Author: Michelin
If you had to choose the most emotional part of a steel machine like a car, the cabin would definitely win high votes.
As the most direct intelligent product that interacts with users in a car, it’s difficult to simply evaluate a cabin as “good” or “bad”, and give it a score. This is the difficulty and charm of intelligent cabin design.
This charm has attracted Geekcar to launch the column “Wonderful Car Intelligence Bureau” two years ago, starting with the infotainment system of each car and experiencing the changes of this still young product of intelligent cabins, trying to outline its future.
No one can accurately predict the future, but we can predict its general shape from the trend of technology and user needs, because the development of any product can’t go without the driving force of technology and the real needs of users.
Recently, IHS Markit released the “White Paper on the Market and Technological Development Trends of Intelligent Cabins” (hereinafter referred to as “the White Paper”), so let’s explore which technologies are making cabins more intelligent and try to guess what the future intelligent cabin will look like based on the trend of intelligent cabin technology.

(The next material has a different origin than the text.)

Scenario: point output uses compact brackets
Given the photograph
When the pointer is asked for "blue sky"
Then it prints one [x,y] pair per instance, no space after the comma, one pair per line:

Multi-modal interaction enables cabins to learn how to read emotions
In the “Intelligence Bureau” evaluations of dozens of cars over the past two years, we found that although current voice interaction is not yet perfect, we must admit that in-vehicle voice systems are becoming more intelligent.
In addition to improvements in technical indicators, a key reason is to treat voice as a platform, rather than just a product. In the 2020 evaluation, the voice systems of Bozhong and XPeng P7, which performed well in voice interaction, both treat voice as a platform, integrating electronic and electrical architecture, vehicle information security, vehicle data, and more to jointly optimize the ability of voice interaction.
In the “White Paper”, we see that in 2021, multi-modal interaction technology that integrates voice with touch screen, emotion recognition, gesture recognition, face recognition, location tracking, and other technologies based on the perceptual awareness inside and outside the car, is becoming the trend of intelligent cabins as a platform for intelligent cars.
No matter when fully autonomous driving arrives, people and cars will face a long-term future of co-driving. Highly automated driving can further release the energy of drivers and passengers during the process of mobile travel, and good cabin space can help them better enjoy a good life. In the face of the enormous amount of information exploding in the intelligent cabin, how to make full use of voice, expression and other body movements that take up less space when driving, is the key to improving the driving experience and interaction experience.
Inevitably, independent voice interaction will encounter situations such as noise, echo, unclear recognition, and even “difficult to speak” command requests within the “semi-public space” of the cabin. Just as people need their five senses to “see everything and listen to everything”, relying solely on a single-mode voice cabin is still a “machine” that plays “what you point to” and is far from being truly “intelligent”. Only by combining other interactions such as gestures, eye contact, expressions and even emotions with voice interaction, can the maximum effect of interaction be exerted.
For example, by combining voice with lip reading technology, even in noisy environments inside the car where the system cannot fully hear instructions, the system can still accurately accept the task by reading the user’s lip movements.
In our evaluation, Changan UNI-T, as the industry’s first mass-produced vehicle equipped with a multi-modal voice interaction solution, uses Horizon Halo car intelligent interaction solution from Horizon Robotics. It accurately determines the source location of voice commands by combining multi-modal AI technologies such as voice and lip movements to avoid mis-wake-up. When making calls, the cabin can also automatically lower the volume of music.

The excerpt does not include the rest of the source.